A few companies refuse to divulge employee remuneration details
October 6, 2009
At a time when every regulator and investor is beating the drum for greater transparency through disclosures and ministers are expressing concerns about obscene salaries, several companies are blatantly flouting disclosure requirements specified by the Companies Act, 1956. The Act, which outlines the regulatory and legal framework for companies in India, lays down specific guidelines regarding disclosures to be made by companies in their annual reports. One such guideline requires companies to disclose particulars of employees who draw a certain amount of salary (now Rs2 lakh per month) as an annexure to the director’s report. The disclosure includes the name, designation, qualification, experience and the name of the previous company where employed. The purpose is to enable shareholders of the company to know if salary is in fact commensurate with the experience and qualification of such employees.
However, several companies have decided to ignore this aspect and have not disclosed these details in their annual reports. These companies include ABG Shipyard, Aptech, Core Projects, Sterlite Industries, Mangalore Refineries and Petrochemicals Ltd and Network18, among others. In their defence, the companies are quoting a certain provision in the Companies Act and a SEBI circular to avoid the disclosure.
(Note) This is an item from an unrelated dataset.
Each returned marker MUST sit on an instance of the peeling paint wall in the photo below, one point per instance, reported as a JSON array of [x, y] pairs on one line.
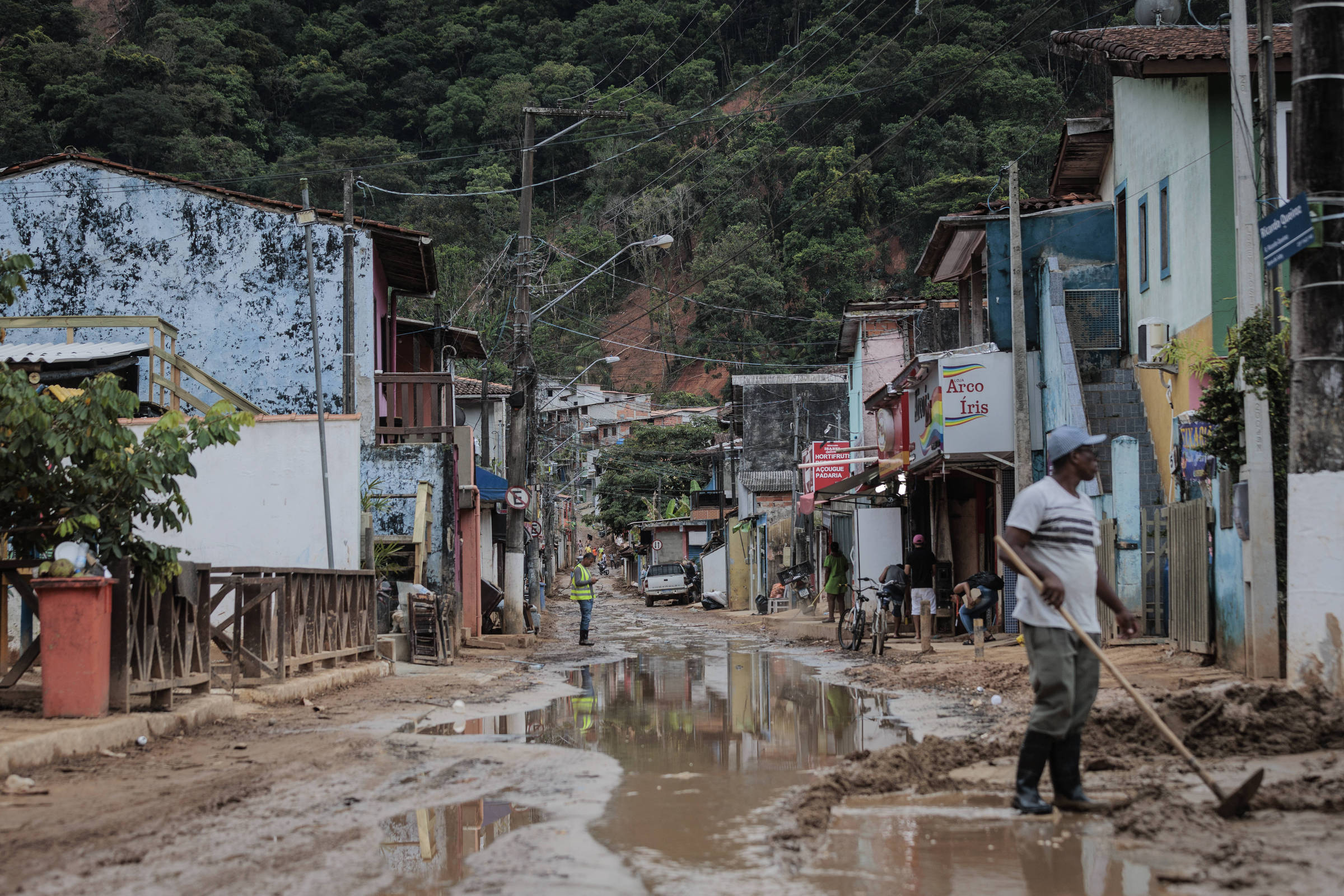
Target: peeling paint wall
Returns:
[[233, 280]]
Section 217(2A) of the Companies Act makes it mandatory for every listed company to include in the director’s report a statement showing the name of every employee who is in receipt of remuneration (currently not less than Rs2 lakh) or which is in excess of that drawn by managing director or whole-time director or manager and holds by himself or along with his spouse and dependent children, not less than 2% of the equity of the company. The section also requires that the statement mention whether such person is a relative of any director or manager of the company and if so, the name of such director.
However, companies are skipping this section by taking recourse to Provisio (b)(iv) of Section 219(1) of the Companies Act and SEBI circular dated 26.04.2007 on sending abridged annual reports to the shareholders. The provision gives a listed company the option to send a statement containing salient features of balance sheet, profit and loss account and auditors’ report to the members of the company. The SEBI circular, in order to align Clause 32 of the Equity Listing Agreement with the provisions of Section 219(iv) made an amendment in the clause to permit listed companies to send a statement containing salient features of the above documents instead of sending full balance sheet and annual report. Using these legal aspects to their advantage, companies are not sending the required list of employees along with the annual report and are instead asking shareholders to write back to them in case they need the list.
This amounts to going against the Act as it supersedes all other enactments. Also, there is no way a company can abridge its director’s report or any of its annexures as it is dealt with a separate section (section 217 and not Section 219). Nowhere in the SEBI circular is there any clause which gives a listed company an option not to send the list of employees covered under section 217(2A) which is a part of the director’s report.
These companies should take a leaf out of the book of corporate governance biggies like Infosys Technologies and Tata Group of companies, who have set a good example by regularly making necessary disclosures in their annual reports.